Батурин пожал плечами.
— Я считаю, что наш разговор бесцелен.
— Ну, идите, — сказала Нелидова вяло, не подымая глаз. — Вы — неистовый человек. Вы неистово ненавидите и неистово любите. Его смерть — ваша смерть. Мне все равно. Делайте как знаете. Пусть не ждут меня там, в Сололаках. Вечером я приду за вещами.
Батурин медленно вышел из сада. Снова, как а Москве, в голову лезли дурацкие мысли.
— Жарок день тифлисский, жарок день тифлисский, — повторял он, спускаясь по каменным лестницам в город.
День, бледный и серый — с гор нагнало густые облака, — был неуютен и вызывал апатию.
Дома Батурин сказал капитану:
— Я ошибся. Она отказалась. Я беру все на себя. Сигнал только будет другой, — если вы понадобитесь, я погашу свет не у себя, а в комнате Пиррисона.
— А что с ней?
— Не выдержала. Уезжает.
Он ждал сердитых вопросов и ругани, но капитан был спокоен:
— Куда ей, — совсем девчонка. Конечно, страшно.
Берга история с Пиррисоном, видимо, мало интересовала. Глан погрыз ногти и пробормотал:
— Да, жаль, жаль… Ну, что ж, в конце концов это не наше дело.
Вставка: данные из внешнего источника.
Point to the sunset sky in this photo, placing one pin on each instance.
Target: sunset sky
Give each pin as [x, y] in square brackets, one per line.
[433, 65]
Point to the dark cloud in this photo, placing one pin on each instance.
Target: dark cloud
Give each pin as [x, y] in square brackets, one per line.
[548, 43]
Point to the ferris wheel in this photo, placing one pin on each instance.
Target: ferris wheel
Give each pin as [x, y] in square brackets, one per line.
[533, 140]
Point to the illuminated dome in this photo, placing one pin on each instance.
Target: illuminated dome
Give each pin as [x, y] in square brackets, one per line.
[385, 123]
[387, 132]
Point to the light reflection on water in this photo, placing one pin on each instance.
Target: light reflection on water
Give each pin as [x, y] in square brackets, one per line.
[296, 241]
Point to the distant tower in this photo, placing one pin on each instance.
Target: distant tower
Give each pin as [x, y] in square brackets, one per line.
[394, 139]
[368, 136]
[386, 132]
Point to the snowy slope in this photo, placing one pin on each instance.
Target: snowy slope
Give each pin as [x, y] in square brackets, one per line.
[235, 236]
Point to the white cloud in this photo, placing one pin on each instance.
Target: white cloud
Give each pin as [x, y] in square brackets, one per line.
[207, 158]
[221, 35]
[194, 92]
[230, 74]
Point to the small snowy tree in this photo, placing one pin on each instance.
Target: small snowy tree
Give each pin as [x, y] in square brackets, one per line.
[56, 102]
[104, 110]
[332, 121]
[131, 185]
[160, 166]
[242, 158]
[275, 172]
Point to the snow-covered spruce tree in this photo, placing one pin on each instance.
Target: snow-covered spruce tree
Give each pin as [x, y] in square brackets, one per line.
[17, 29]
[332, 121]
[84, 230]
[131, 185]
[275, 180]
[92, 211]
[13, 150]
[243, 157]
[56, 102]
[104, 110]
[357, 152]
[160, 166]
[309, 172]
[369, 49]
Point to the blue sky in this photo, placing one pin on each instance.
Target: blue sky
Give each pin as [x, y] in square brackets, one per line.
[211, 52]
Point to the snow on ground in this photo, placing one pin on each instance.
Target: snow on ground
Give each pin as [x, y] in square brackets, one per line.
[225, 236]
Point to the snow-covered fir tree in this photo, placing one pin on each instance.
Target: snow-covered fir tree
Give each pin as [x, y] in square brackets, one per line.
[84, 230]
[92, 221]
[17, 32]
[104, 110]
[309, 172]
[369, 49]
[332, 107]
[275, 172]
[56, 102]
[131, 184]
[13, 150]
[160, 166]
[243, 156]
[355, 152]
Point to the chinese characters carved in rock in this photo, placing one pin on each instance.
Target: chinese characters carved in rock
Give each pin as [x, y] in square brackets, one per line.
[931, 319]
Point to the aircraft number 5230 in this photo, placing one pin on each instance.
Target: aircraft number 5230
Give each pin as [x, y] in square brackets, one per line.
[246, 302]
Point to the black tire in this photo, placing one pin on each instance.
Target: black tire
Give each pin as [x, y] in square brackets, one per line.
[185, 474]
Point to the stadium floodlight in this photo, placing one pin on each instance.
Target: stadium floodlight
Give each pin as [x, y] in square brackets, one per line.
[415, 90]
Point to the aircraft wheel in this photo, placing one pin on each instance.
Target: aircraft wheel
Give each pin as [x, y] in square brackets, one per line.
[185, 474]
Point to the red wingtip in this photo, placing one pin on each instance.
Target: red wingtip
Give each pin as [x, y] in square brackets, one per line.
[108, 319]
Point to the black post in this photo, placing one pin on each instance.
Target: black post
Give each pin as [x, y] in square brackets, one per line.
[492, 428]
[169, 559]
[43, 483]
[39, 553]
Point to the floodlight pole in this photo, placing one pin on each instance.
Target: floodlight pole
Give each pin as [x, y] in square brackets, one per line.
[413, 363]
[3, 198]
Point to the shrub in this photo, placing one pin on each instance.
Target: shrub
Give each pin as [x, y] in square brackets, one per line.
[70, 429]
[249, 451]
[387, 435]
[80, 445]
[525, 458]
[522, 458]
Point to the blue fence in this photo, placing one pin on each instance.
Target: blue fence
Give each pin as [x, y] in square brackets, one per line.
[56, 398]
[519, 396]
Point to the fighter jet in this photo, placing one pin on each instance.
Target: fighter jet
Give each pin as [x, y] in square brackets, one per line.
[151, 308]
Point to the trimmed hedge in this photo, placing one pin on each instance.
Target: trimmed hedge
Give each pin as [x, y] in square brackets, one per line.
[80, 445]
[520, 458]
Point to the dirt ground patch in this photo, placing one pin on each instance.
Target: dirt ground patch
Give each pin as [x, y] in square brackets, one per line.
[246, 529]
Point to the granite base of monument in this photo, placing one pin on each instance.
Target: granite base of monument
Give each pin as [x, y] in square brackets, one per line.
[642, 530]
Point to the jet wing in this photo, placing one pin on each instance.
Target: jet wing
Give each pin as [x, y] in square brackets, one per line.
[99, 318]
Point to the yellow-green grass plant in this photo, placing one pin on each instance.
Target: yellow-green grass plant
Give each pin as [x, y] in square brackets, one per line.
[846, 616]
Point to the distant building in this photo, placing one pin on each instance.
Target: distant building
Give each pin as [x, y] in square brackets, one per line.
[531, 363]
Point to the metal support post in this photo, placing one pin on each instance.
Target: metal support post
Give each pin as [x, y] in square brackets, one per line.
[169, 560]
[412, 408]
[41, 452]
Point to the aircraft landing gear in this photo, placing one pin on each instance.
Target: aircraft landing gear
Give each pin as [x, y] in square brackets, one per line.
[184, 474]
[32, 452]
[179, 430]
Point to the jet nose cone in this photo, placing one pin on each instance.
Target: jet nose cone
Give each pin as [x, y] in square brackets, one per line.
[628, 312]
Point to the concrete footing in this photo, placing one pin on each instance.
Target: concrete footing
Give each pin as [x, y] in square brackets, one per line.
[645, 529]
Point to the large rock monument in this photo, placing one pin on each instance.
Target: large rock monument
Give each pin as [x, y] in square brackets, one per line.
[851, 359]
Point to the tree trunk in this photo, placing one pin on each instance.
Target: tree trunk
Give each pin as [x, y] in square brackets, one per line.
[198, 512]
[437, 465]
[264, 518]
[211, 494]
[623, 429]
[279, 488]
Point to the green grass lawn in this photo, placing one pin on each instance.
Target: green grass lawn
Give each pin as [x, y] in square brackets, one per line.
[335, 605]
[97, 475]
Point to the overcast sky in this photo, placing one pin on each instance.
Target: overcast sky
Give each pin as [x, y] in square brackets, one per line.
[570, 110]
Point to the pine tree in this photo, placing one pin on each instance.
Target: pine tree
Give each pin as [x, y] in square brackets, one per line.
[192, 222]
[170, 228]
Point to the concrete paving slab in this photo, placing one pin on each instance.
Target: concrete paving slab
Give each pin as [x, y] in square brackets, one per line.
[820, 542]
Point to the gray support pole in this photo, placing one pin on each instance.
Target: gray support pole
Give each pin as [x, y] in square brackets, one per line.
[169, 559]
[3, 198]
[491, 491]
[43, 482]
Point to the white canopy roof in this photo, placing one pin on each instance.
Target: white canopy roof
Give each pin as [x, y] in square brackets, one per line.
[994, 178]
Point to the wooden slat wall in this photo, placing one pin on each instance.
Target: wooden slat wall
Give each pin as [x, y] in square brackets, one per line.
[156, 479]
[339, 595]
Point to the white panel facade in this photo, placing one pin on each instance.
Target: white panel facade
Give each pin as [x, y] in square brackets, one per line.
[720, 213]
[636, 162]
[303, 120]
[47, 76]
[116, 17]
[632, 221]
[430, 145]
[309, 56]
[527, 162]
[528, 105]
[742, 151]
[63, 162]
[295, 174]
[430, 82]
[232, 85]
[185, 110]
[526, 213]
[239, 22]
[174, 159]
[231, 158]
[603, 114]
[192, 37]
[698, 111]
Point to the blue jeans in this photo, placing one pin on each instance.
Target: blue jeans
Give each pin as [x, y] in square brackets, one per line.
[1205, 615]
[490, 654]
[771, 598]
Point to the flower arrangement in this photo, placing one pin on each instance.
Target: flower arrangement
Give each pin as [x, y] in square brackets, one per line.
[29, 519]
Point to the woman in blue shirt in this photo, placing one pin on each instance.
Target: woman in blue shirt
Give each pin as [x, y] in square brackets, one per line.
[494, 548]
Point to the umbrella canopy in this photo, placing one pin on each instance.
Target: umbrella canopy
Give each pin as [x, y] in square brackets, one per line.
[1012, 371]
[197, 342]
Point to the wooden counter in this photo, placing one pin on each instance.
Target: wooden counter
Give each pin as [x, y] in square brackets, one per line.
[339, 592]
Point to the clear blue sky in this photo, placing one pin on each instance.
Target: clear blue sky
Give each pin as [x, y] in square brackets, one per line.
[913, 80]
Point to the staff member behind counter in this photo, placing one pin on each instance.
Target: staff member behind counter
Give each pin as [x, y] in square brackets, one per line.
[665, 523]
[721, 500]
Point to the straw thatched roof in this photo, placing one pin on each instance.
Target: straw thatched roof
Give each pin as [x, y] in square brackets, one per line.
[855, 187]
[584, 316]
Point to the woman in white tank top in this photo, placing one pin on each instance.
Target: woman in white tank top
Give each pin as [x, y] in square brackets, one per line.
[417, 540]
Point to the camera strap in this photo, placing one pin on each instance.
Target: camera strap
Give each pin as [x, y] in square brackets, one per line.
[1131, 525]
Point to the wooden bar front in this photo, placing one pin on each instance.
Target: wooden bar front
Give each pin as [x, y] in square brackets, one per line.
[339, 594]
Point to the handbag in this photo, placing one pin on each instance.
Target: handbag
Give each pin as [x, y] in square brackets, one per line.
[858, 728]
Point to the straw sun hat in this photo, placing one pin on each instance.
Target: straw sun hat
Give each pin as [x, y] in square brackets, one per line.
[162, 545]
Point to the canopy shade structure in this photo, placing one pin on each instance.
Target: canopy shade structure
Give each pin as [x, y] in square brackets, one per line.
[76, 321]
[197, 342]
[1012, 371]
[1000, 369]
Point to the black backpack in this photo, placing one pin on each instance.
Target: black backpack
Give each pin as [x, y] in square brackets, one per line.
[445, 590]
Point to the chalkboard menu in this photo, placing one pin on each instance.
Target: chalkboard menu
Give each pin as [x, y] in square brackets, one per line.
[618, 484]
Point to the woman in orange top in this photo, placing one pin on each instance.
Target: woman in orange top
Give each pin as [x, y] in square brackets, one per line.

К вечеру Батурин пришел в гостиницу. В номере стояла духота, сдобренная запахом застоявшегося табачного дыма. Батурин открыл окно и выглянул: в садике уже сидели, покуривая, капитан и Заремба.
Батурин осторожно отодвинул комод, прислушался, — Пиррисона еще не было.
Он лег на кровать, закурил. В садах рыдали певцы — ашуги. Над Курой загорались звезды, — их пламя было как бы новым, ослепительным. Кура несла обрывки этого пламени в мутной воде. Батурин лежал и думал, что вот через час-два случится неизбежное; отступать теперь поздно.
— Слава богу, конец, — прошептал он.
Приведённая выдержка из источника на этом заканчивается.